A massless spring of constant k = 88.9 N/m is fixed on the left side of a level track. A block of mass m = 0.50 kg is pressed against the spring and compresses it a distance of d. The block (initially at rest) is then released and travels toward a circular loop-the-loop of radius R = 1.5 m. The entire track and the loop-the-loop are frictionless, except for the section of track between points A and B. Given that the coefficient of kinetic friction between the block and the track along AB is µk = 0.34, and that the length of AB is 2.5 m, determine the minimum compression d of the spring that enables the block to just make it through the loop-the-loop at point C. [Hint: The force of the track on the block will be zero if the block barely makes it through the-loop-the-loop.]

so i did,
(.5)*(88.9)*X^2=(0.34)*(.5)*(9.81)*(2.5)+(2)*(1.5)*(.5)*(9.81)

44.45^2=18.88425
X=.6517994474m
What seems to be my mistakes because hw site doesn't accept my answer.

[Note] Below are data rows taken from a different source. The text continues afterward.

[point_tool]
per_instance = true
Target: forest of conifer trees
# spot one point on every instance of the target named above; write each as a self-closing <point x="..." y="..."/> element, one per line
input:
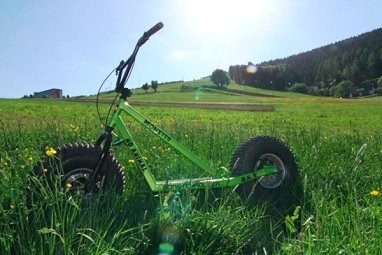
<point x="352" y="66"/>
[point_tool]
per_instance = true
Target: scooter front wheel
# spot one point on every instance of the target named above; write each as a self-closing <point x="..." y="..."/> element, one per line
<point x="71" y="168"/>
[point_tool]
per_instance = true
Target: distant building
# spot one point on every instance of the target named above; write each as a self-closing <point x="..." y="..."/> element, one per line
<point x="52" y="93"/>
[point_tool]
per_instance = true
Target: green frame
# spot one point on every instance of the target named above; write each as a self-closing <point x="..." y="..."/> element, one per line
<point x="116" y="123"/>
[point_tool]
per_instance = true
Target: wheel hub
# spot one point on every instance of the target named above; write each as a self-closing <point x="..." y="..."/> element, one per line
<point x="271" y="181"/>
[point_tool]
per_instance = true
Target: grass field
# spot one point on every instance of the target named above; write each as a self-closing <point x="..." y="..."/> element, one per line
<point x="338" y="144"/>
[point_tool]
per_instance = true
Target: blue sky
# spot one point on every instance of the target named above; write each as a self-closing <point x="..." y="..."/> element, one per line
<point x="73" y="45"/>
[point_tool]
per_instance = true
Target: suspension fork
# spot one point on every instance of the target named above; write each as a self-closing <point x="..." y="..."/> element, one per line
<point x="104" y="139"/>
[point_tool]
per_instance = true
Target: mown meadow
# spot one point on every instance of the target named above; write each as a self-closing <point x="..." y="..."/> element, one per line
<point x="338" y="144"/>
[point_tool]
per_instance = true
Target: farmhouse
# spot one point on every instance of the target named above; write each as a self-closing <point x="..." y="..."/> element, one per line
<point x="53" y="93"/>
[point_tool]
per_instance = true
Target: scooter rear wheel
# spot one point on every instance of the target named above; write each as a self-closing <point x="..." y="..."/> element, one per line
<point x="282" y="189"/>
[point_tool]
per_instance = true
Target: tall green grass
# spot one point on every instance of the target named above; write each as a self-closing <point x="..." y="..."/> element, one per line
<point x="338" y="144"/>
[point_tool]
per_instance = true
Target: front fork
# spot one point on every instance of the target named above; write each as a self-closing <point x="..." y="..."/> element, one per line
<point x="104" y="139"/>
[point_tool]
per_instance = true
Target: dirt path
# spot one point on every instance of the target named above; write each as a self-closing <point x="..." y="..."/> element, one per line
<point x="235" y="107"/>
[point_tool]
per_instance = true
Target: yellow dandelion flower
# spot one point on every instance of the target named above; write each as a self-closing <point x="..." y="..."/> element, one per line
<point x="375" y="193"/>
<point x="50" y="152"/>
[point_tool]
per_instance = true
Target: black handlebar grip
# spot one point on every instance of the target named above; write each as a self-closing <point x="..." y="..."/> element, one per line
<point x="154" y="29"/>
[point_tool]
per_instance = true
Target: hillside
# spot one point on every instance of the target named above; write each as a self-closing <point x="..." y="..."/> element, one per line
<point x="357" y="59"/>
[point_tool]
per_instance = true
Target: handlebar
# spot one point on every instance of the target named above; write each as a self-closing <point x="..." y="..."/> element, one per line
<point x="154" y="29"/>
<point x="128" y="64"/>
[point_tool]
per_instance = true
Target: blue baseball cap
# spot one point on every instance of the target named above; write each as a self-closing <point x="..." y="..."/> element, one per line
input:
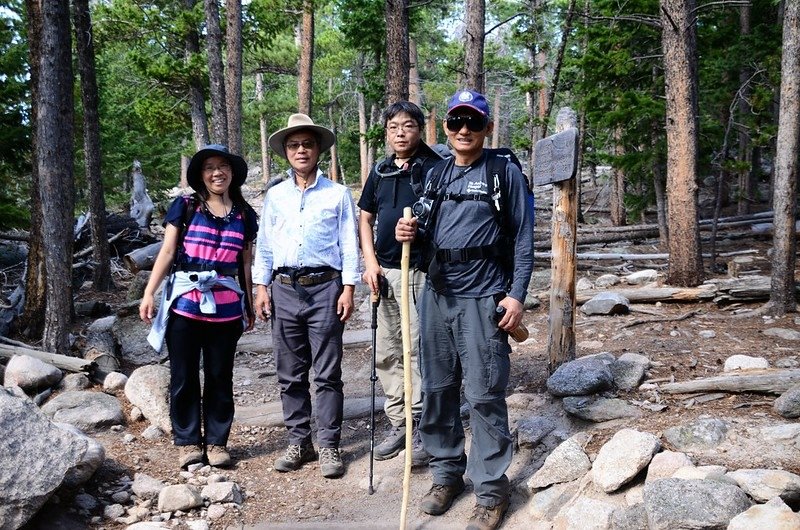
<point x="470" y="99"/>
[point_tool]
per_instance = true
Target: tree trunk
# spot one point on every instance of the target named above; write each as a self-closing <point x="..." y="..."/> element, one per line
<point x="680" y="77"/>
<point x="414" y="88"/>
<point x="91" y="139"/>
<point x="56" y="179"/>
<point x="782" y="296"/>
<point x="197" y="99"/>
<point x="266" y="171"/>
<point x="233" y="75"/>
<point x="36" y="272"/>
<point x="306" y="66"/>
<point x="216" y="74"/>
<point x="397" y="49"/>
<point x="473" y="43"/>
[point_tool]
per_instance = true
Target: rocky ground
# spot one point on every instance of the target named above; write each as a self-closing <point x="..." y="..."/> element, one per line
<point x="676" y="347"/>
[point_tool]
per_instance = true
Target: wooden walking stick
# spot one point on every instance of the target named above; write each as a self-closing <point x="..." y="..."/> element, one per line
<point x="405" y="326"/>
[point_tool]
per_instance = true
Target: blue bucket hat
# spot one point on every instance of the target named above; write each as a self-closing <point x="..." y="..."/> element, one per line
<point x="194" y="175"/>
<point x="470" y="99"/>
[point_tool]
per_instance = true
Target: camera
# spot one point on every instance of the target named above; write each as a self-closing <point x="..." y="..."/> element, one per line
<point x="422" y="208"/>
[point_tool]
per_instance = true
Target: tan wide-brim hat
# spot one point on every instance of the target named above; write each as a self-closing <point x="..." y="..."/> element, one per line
<point x="299" y="122"/>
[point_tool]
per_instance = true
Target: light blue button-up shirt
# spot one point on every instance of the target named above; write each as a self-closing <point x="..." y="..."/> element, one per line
<point x="315" y="227"/>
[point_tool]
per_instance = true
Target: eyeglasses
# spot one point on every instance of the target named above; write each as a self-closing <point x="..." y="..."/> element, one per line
<point x="294" y="146"/>
<point x="224" y="167"/>
<point x="394" y="128"/>
<point x="474" y="123"/>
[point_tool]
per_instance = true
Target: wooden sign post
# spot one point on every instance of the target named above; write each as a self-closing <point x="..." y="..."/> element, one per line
<point x="556" y="162"/>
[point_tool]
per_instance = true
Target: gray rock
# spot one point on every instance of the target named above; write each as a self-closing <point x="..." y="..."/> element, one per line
<point x="782" y="333"/>
<point x="598" y="409"/>
<point x="765" y="484"/>
<point x="788" y="404"/>
<point x="692" y="504"/>
<point x="630" y="518"/>
<point x="744" y="362"/>
<point x="222" y="492"/>
<point x="774" y="515"/>
<point x="622" y="457"/>
<point x="566" y="463"/>
<point x="580" y="377"/>
<point x="148" y="389"/>
<point x="531" y="431"/>
<point x="179" y="497"/>
<point x="606" y="303"/>
<point x="44" y="457"/>
<point x="701" y="433"/>
<point x="30" y="374"/>
<point x="89" y="411"/>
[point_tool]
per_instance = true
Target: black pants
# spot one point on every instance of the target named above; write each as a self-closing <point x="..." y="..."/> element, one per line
<point x="186" y="338"/>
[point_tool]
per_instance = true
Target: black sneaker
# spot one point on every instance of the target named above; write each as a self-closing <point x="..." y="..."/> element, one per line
<point x="419" y="456"/>
<point x="391" y="446"/>
<point x="294" y="457"/>
<point x="440" y="497"/>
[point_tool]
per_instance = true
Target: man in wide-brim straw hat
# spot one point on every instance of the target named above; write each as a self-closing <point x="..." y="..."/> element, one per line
<point x="307" y="252"/>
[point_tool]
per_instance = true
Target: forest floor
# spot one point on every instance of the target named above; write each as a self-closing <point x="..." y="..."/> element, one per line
<point x="304" y="499"/>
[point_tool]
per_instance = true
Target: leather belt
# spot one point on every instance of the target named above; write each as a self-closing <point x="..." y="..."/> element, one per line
<point x="308" y="279"/>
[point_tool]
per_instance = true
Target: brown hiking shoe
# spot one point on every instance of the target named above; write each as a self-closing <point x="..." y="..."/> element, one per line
<point x="294" y="457"/>
<point x="488" y="517"/>
<point x="190" y="454"/>
<point x="218" y="456"/>
<point x="440" y="497"/>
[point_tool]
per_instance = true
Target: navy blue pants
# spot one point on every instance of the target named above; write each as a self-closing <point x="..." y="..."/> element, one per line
<point x="186" y="339"/>
<point x="306" y="334"/>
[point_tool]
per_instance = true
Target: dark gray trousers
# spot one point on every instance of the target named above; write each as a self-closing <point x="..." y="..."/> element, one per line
<point x="460" y="340"/>
<point x="306" y="333"/>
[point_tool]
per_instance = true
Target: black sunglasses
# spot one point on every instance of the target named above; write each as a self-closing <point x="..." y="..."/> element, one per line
<point x="474" y="123"/>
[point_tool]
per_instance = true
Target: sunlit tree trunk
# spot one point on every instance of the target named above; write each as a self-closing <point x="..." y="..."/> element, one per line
<point x="32" y="321"/>
<point x="397" y="60"/>
<point x="56" y="178"/>
<point x="474" y="42"/>
<point x="306" y="66"/>
<point x="680" y="77"/>
<point x="233" y="75"/>
<point x="216" y="73"/>
<point x="782" y="295"/>
<point x="91" y="145"/>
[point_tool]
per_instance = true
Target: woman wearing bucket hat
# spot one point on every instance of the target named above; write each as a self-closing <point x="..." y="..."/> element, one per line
<point x="307" y="251"/>
<point x="207" y="244"/>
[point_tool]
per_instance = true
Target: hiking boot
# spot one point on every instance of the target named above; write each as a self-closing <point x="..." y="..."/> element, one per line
<point x="391" y="446"/>
<point x="218" y="456"/>
<point x="488" y="517"/>
<point x="440" y="497"/>
<point x="330" y="462"/>
<point x="294" y="457"/>
<point x="419" y="456"/>
<point x="190" y="454"/>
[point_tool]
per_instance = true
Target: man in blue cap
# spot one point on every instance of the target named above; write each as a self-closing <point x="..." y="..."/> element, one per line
<point x="474" y="222"/>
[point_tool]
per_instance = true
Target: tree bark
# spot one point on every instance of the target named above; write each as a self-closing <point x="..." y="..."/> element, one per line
<point x="197" y="100"/>
<point x="91" y="140"/>
<point x="306" y="66"/>
<point x="397" y="49"/>
<point x="474" y="42"/>
<point x="233" y="75"/>
<point x="36" y="272"/>
<point x="783" y="297"/>
<point x="216" y="74"/>
<point x="680" y="77"/>
<point x="56" y="178"/>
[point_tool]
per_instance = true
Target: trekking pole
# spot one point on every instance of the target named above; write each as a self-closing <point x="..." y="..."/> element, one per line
<point x="376" y="300"/>
<point x="405" y="326"/>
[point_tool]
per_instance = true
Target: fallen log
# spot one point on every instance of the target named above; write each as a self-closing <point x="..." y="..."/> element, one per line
<point x="762" y="381"/>
<point x="62" y="362"/>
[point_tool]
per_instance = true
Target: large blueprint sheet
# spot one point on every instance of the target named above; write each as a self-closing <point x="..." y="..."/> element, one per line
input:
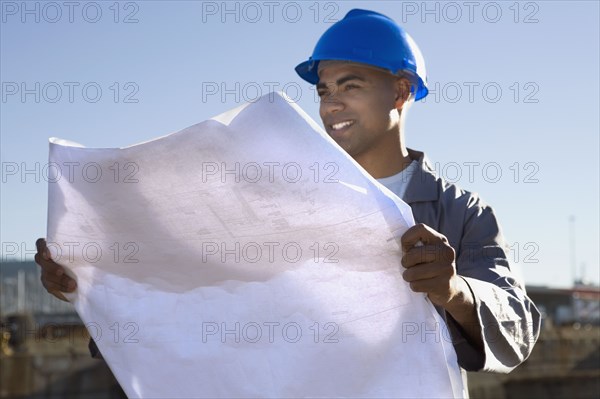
<point x="245" y="256"/>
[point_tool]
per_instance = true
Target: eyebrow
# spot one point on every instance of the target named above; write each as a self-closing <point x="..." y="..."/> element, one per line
<point x="342" y="80"/>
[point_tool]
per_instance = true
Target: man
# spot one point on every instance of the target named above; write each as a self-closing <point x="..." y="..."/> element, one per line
<point x="368" y="72"/>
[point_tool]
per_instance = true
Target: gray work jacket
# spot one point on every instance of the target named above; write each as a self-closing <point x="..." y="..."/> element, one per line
<point x="508" y="319"/>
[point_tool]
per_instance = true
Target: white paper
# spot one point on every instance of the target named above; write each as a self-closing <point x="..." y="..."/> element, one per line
<point x="199" y="277"/>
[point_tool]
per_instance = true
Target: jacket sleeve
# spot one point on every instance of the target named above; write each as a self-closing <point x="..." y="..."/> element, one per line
<point x="508" y="320"/>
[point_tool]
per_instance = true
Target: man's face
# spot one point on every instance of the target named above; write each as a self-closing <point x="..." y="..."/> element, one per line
<point x="358" y="107"/>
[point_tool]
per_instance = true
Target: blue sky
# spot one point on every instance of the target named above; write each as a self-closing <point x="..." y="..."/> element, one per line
<point x="513" y="113"/>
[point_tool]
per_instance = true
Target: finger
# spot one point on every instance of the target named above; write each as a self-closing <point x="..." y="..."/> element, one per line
<point x="428" y="271"/>
<point x="421" y="232"/>
<point x="58" y="283"/>
<point x="431" y="286"/>
<point x="42" y="248"/>
<point x="428" y="254"/>
<point x="49" y="266"/>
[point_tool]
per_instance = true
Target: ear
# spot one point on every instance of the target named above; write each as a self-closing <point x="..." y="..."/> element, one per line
<point x="403" y="86"/>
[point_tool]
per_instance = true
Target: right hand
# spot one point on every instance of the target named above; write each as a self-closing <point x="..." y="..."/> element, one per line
<point x="54" y="278"/>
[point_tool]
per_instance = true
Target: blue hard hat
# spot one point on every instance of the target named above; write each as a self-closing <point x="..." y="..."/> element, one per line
<point x="368" y="37"/>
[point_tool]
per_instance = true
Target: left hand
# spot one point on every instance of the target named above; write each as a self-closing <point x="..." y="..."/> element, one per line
<point x="430" y="268"/>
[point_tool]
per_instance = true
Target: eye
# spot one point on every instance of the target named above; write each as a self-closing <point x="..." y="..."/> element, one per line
<point x="351" y="86"/>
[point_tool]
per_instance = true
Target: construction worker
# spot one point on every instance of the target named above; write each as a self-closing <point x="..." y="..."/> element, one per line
<point x="368" y="72"/>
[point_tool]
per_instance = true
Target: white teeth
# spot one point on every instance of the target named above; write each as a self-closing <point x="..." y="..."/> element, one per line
<point x="341" y="125"/>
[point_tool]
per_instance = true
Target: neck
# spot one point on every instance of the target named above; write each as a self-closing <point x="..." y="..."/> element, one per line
<point x="387" y="160"/>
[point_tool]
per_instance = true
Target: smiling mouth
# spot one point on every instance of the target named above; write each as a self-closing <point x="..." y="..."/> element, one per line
<point x="341" y="125"/>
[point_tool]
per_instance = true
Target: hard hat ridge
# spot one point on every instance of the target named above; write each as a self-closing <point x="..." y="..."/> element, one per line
<point x="371" y="38"/>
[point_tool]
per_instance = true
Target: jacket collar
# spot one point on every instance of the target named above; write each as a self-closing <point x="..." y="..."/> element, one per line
<point x="423" y="184"/>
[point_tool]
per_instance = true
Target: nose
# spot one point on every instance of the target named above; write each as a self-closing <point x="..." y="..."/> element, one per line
<point x="331" y="103"/>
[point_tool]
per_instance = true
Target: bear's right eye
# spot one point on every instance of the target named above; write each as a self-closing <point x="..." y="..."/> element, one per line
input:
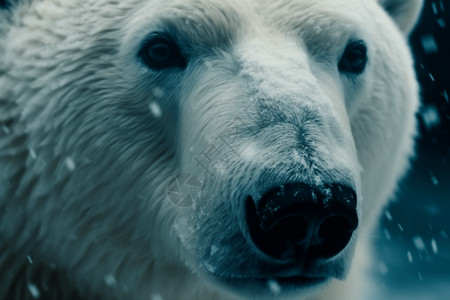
<point x="354" y="59"/>
<point x="161" y="52"/>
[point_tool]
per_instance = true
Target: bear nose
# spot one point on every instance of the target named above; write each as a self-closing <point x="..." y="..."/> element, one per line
<point x="298" y="221"/>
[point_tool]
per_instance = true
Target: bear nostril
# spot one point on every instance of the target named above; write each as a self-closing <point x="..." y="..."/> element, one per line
<point x="294" y="228"/>
<point x="299" y="221"/>
<point x="334" y="227"/>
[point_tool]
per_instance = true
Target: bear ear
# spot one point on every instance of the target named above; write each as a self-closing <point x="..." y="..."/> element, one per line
<point x="404" y="12"/>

Potential energy stored in spring = (1/2)k d^2= 44.5 d^2

That will be the kinetic energy the block has departing the spring
KE =(1/2)mv^2 = 44.5 d^2

I assume that A to B is this next stretch between the spring and the bottom of the ferris wheelie.

normal force on track = m g
friction force = .34 m g
work done by friction = .34 m g (2.5)
= .85 m g

so kinetic energy at bottom of loop = 44.5 d^2 - .85 m g

Now

Loss of energy going up loop = m g h = 3 m g

Now at the top of the loop for zero force on track:
m v^2/r = m g

(1/2) m v^2 = m g r = (1/2)1.5 m g

Ke at top is therefore .75 m g

So the total kinetic energy at the bottom of the track must be 3.75 m g
so

3.75 m g = 44.5 d^2 - .85 m g
44.5 d^2 = 2.90 m g
d^2 = (2.90/44.5)(.5)(9.81)
d = .565

again, I appreciate your work but site doesn't accept this answer. I don't know why this is occurring for all the problems that I'm working on.

Beats me, but check my arithmetic carefully.

i tried to insert .6447721757 and the site says round-off error.

Damon, I think you made an arithmetic error here: 3.75 m g = 44.5 d^2 - .85 m g

44.5 d^2 = 2.90 m g

It should be 44.5d^2 = 4.6 m g

Then solve from there, I made that change and got the right answer.

44.5 d^2=4.6mg

d^2=(4.6*.5*9.81)/(44.5)=0.507033708
d=0.712062994m
Is this right? I have only one chance to insert the answer so i want to make sure.

It seems like you are on the right track with setting up the equation using the conservation of mechanical energy. However, there could be a mistake in your calculation.

Let's go through the steps to derive the correct equation:

1. The potential energy stored in the spring is given by: U_spring = (1/2)kx^2, where k is the spring constant and x is the displacement of the spring.

2. The initial potential energy stored in the spring is equal to the initial gravitational potential energy of the block: (1/2)kx^2 = mgh, where m is the mass of the block, g is the acceleration due to gravity, and h is the initial height of the block.

3. The initial height of the block can be determined from the compression distance, d, and the radius of the loop, R. Using trigonometry, we have: h = R(1 - cos(theta)), where theta is the angle of the loop.

4. The work done by friction along the track AB is given by: W_friction = -µkmgd, where µk is the coefficient of kinetic friction and d is the length of AB.

5. The work done by the gravitational force along the loop is given by: W_gravity = mgh.

6. The total mechanical energy at the top of the loop is equal to the sum of the initial potential energy and the work done by gravity: (1/2)kx^2 + W_gravity = (1/2)mv^2 + (1/2)mv^2, where v is the velocity of the block at the top of the loop.

7. The velocity of the block at the top of the loop can be obtained using the conservation of mechanical energy. The gravitational potential energy is converted to kinetic energy: mgh = (1/2)mv^2.

8. Rearrange the equation to solve for v: v = sqrt(2gh).

9. Substitute the expression for v into the equation from step 6 and solve for x.

By following these steps, you should be able to determine the minimum compression distance, d, of the spring that enables the block to just make it through the loop-the-loop at point C.